Marlysa: Der Zyklus über die Ursprünge (Comic)

Marlysa
Der Zyklus über die Ursprünge
(Marlysa – Le cycl des origines)
Text: Jean-Charles Gaudin
Zeichnungen: Jean-Pierre Danard
Übersetzung: Tanja Krämling
Splitter, 2012, Hardcover, 256 Seiten, 39,80 EUR, ISBN 978-3-86869-502-1

Von Frank Drehmel

Mit mittlerweile 11 Alben gehört die 1998 von Autor Jean-Charles Gaudin und Künstler Jean-Pierre Danard ins Leben gerufene „Marlysa“-Reihe zu den zweifelsohne erfolgreichen und langlebigen Kreationen franko-belgischer Comic-Kunst.

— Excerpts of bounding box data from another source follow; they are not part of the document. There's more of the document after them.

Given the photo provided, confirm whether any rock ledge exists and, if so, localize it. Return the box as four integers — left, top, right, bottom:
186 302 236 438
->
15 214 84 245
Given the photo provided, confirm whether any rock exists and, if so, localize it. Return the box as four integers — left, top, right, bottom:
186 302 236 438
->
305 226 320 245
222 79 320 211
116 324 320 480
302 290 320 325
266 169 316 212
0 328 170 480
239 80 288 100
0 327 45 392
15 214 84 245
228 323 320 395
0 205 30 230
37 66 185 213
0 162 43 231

Mit dem „Zyklus über die Ursprünge“ bietet der Splitter Verlag, der seit Band 6 für die deutschen Ausgaben verantwortlich zeichnet, nun den Fans die Gelegenheit, die ersten fünf noch bei Carlsen erschienenen Bände der Reihe vergleichsweise kostengünstig kennenzulernen.

Im Dorf Tolden finden Randin und Telsi eines Abends in ihrem Stall eingehüllt in Decken ein winziges Bündel Mensch, ein kleines Mädchen mit einem so schrecklich gezeichneten Gesicht, dass sie nicht nur sofort beschließen, sich des Kindes anzunehmen, sondern dass sie entscheiden, dass es fürderhin selbst als Säugling schon eine Maske wird tragen müssen, weil man sie andernfalls aus dem Dorf verbannen wird.

Schon in ihrer frühen Kindheit erweist sich die kleine Marlysa als behändes, tapferes Mädchen, das sich schützend vor seine Freunde – Tatrin und Cilia – wirft, wenn Räuber und Monster ihnen auflauern. Die Jahre gehen ins Land, Marlysa und ihre Clique wachsen zu gestandenen jungen Leuten heran, denen die Lust am Feiern genauso im Blut liegt, wie der Umgang mit Waffen. Bald jedoch zeugen finstere Vorzeichen und unerklärliche Ereignisse davon, dass etwas Böses sein Augen auf die junge Kriegerin mit der Maske gerichtet hat, und als ihre Zieheltern während eines Besuchs in der Hauptstadt Dompur verschwinden, ist es für Marlysa und ihre Freunde an der Zeit, Tolden zu verlassen.

Damit beginnt für die Kameraden eine abenteuerliche Reise, die sie – verfolgt von den Schergen des Schattens – in fremde Länder bis hin auf die Andere Seite führt, eine lange Quest, während der sie nicht nur neue Freunde finden und zahlreiche Gefahren meistern, sondern auf der Marlysa auch die Vergänglichkeit des Lebens kennenlernt, vermag sie doch ihre Eltern nicht zu retten.

Schon im ersten Part diese rund 250 Seiten starken Sammelbandes wird klar, weshalb sich „Marlysa“ schon seit mehr als einer Dekade auf dem Comic-Markt behaupte kann. Gaudins Geschichte strotzt geradezu vor Ideenreichtum, skurrilen und lustigen Details, vor Drama, Action und leichten Dialogen, wobei ein gewalttätiger, düsterer Unterton nicht von der Hand zu weisen ist; auch wenn nicht jede Szene plausibel oder originell daherkommt und es der Story zuweilen an innerem Zusammenhalt fehlt, so sind es die schiere Vielfalt und Fülle an Leben, an Figuren wie Landschaften sowie durch die durch die Bank sympathischen Charaktere, die den Leser schon nach wenigen Seiten für sich einnehmen und erst am tragischen Ende wieder loslassen.

Dass das Setting und die Story so gut funktionieren, liegt entscheidend am sehr speziellen Artwork: die Koloration zeichnet ein frischer, frecher Mut zur Farbe aus, der vielen traditionellen Mainstream-Comics vollkommen abgeht und der den Figuren Form und Fülle verleiht, während Danards Zeichenduktus einfach umwerfend leicht daherkommt. Mit geradezu beschwingt weicher Linienführung verleiht er seinen detailreichen Bildern und insbesondere den ausdrucksstarken, zuweilen an asiatische Masken erinnernden Gesichtern selbst in den düsteren Momenten eine fast schon heitere, das Schwere konterkarierende Grundnote.

Fazit: Eine vor Fülle strotzende Story, ein ungewöhnlich pralles Artwork sowie ein exzellentes Preis-Leistungsverhältnis machen diesen Sammelband zu einer unbedingten Empfehlung für jeden Freund leichter und lebendiger Fantasy.